Celebrating Marin Mazzie
It breaks my heart to be sitting here and writing a remembrance of Marin Mazzie who passed away this last Thursday at the age of 57. Mazzie was a luminescent star of the Broadway musical stage, investing heart and soul into every song that she sang and every role that she embodied. There was something ethereal and magical in her voice, lifting us out of our daily lives and transporting us to somewhere near heaven.
My first experience with Mazzie was seeing her in the Broadway musical Passion. I kept wondering, “Who is this gorgeous woman with the terrific voice that they have reading the mail?” Of course, it was more than that, but that’s what my first reaction was. It was my subtle way of acknowledging I was in the presence of performing greatness, and I most certainly was. She could read the phone book and hypnotize us. Her performance of the character of Clara would make me an avid follower of her career. She would receive a Tony monination for Best Featured Actress in a Musical.
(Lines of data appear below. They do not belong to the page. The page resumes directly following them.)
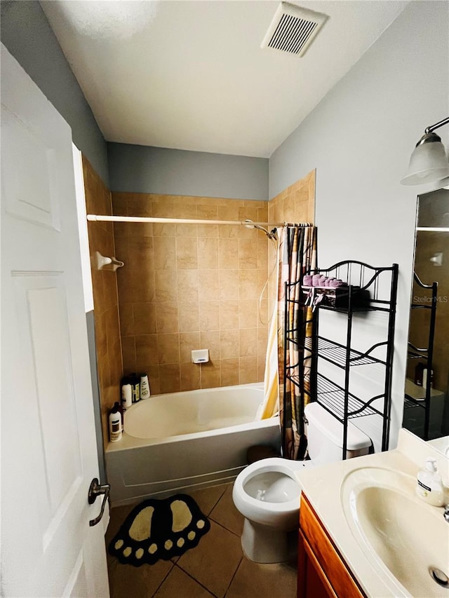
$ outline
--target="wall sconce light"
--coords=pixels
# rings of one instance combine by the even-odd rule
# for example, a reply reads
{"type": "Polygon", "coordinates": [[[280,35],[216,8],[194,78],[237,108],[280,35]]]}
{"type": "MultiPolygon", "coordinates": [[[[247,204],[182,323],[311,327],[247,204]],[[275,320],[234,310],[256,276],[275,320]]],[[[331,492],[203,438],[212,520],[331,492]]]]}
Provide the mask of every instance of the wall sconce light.
{"type": "Polygon", "coordinates": [[[410,158],[408,170],[401,181],[403,185],[421,185],[449,177],[448,156],[441,137],[434,131],[449,124],[449,117],[427,127],[410,158]]]}

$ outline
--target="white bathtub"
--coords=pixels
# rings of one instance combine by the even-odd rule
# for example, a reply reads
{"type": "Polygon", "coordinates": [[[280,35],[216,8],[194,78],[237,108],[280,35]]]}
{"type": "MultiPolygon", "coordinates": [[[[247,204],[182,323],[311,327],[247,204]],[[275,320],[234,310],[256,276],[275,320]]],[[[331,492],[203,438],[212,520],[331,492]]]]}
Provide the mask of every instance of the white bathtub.
{"type": "Polygon", "coordinates": [[[125,431],[106,449],[115,505],[231,482],[253,444],[278,448],[278,416],[257,421],[263,385],[155,395],[125,414],[125,431]]]}

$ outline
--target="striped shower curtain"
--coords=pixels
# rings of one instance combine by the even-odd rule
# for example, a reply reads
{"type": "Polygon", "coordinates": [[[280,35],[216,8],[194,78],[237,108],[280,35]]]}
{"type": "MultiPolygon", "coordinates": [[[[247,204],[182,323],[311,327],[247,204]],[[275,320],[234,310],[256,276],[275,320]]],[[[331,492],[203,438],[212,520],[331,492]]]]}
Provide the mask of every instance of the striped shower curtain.
{"type": "Polygon", "coordinates": [[[303,459],[307,454],[302,414],[308,402],[305,390],[309,388],[310,353],[304,348],[306,337],[311,337],[311,308],[290,303],[288,317],[288,337],[286,346],[286,283],[300,284],[288,287],[289,299],[299,299],[304,273],[316,265],[316,229],[312,226],[283,227],[279,231],[279,273],[277,317],[273,318],[269,333],[265,367],[265,402],[262,417],[271,416],[279,395],[282,430],[282,454],[290,459],[303,459]],[[286,381],[286,367],[297,383],[286,381]]]}

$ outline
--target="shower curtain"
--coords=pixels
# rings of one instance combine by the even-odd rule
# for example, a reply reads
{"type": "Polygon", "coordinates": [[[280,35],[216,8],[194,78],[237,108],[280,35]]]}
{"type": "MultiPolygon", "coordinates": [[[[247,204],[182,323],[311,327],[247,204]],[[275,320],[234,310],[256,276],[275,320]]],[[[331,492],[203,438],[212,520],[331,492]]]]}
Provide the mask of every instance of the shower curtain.
{"type": "Polygon", "coordinates": [[[304,393],[309,389],[311,354],[304,348],[305,339],[312,334],[311,308],[299,303],[289,304],[288,329],[293,331],[286,347],[286,283],[299,283],[288,287],[289,299],[299,299],[302,276],[316,267],[316,229],[313,226],[283,227],[279,231],[278,309],[272,319],[269,332],[264,377],[262,417],[279,410],[282,430],[282,454],[290,459],[304,459],[307,439],[302,414],[308,402],[304,393]],[[285,349],[285,351],[284,351],[285,349]],[[297,384],[286,381],[283,388],[284,354],[286,367],[297,384]],[[279,407],[277,397],[279,397],[279,407]]]}

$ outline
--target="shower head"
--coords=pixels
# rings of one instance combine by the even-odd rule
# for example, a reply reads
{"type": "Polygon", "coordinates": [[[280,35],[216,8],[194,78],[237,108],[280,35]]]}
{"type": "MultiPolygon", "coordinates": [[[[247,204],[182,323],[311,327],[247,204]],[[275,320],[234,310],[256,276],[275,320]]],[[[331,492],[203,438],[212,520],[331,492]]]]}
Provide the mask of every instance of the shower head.
{"type": "Polygon", "coordinates": [[[249,220],[247,219],[245,220],[246,222],[248,222],[248,224],[245,224],[245,227],[246,229],[257,229],[258,231],[262,231],[262,233],[264,233],[269,239],[273,238],[274,235],[276,234],[276,229],[273,229],[271,233],[269,233],[267,229],[264,229],[263,226],[261,226],[260,224],[253,224],[253,220],[249,220]]]}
Next would be Ragtime wherein Ms. Mazzie painted, in exquisite detail, everything that was wonderful about “Mother.” From her reticence and uncertainty in her portion of “Journey On”, through her gentle reflection in “Our Children,” to her powerful personal liberation in “Back to Before,” the actress so perfectly captured each moment with thoughtful precision. Nominated for a Tony Award for Best Actress in a Musical, Marin Mazzie was the beating heart of Ragtime.
Mazzie’s turn as Katherine/Lilli Vanessi in the 1999 revival of Kiss Me, Kate made me immediately interested in buying a ticket. By now I was an avid fan and I certainly was thrilled to see a whole new side of the actress. Waspishly hilarious, Marin showed audiences her bravura comedic skills, making a meal out of such songs as “I Hate Men” and “Wunderbar,” earning a well-deserved as second Tony nomination for Best Actress in a Musical.
For my money, is was Mazzie’s turn in the 2002, Brian Stokes Mitchell-led revival of Man of La Mancha that stands out as her most moving stage performance. She replaced Mary Elizabeth Mastrantonio in the role of Aldonza during the production’s run, giving a performance of such gut-wrenching gravitas that I couldn’t quite figure out what to do with myself. Her evolution from the beleaguered crass whore into the beautiful Dulcinea of Don Quixote’s imagination was something to behold: incremental, nuanced, and ultimately, inspirational. We can be changed by how people see us.
Most recently, I saw Marin Mazzie replace Kelli O’Hara as Anna Leanownes in the Lincoln Center Theatre revival of The King and I. I knew before entering the theatre that this would be a perfect marriage of performer and material, and, as was always the case where Ms. Mazzie was concerned, I was not disappointed. The role seemed to offer everything she was best at: singing lovely songs in her crystal clear voice, mining the comedy of awkward and frustrating situations, and playing into her specialty of defining characters with a patrician refinement and sensibility. It was a glorious, crowning achievement in a career that, had the fates been kinder, would have endured for decades to come.
I mourn for the loss of Marin Mazzie. She was a bright star that has created so many wonderful, meaningful memories in my theatergoing career. I regret the times I didn’t get to see her in shows like Spamalot, Enron, Next to Normal and the Off-Broadway revival of Carrie. The theatre community has endured such a terrible loss. The musical stage and the world in general will be an emptier, colder place without her. She remains the spirited energy that ignites the footlights, and those who love her will always think of her when a curtain rises.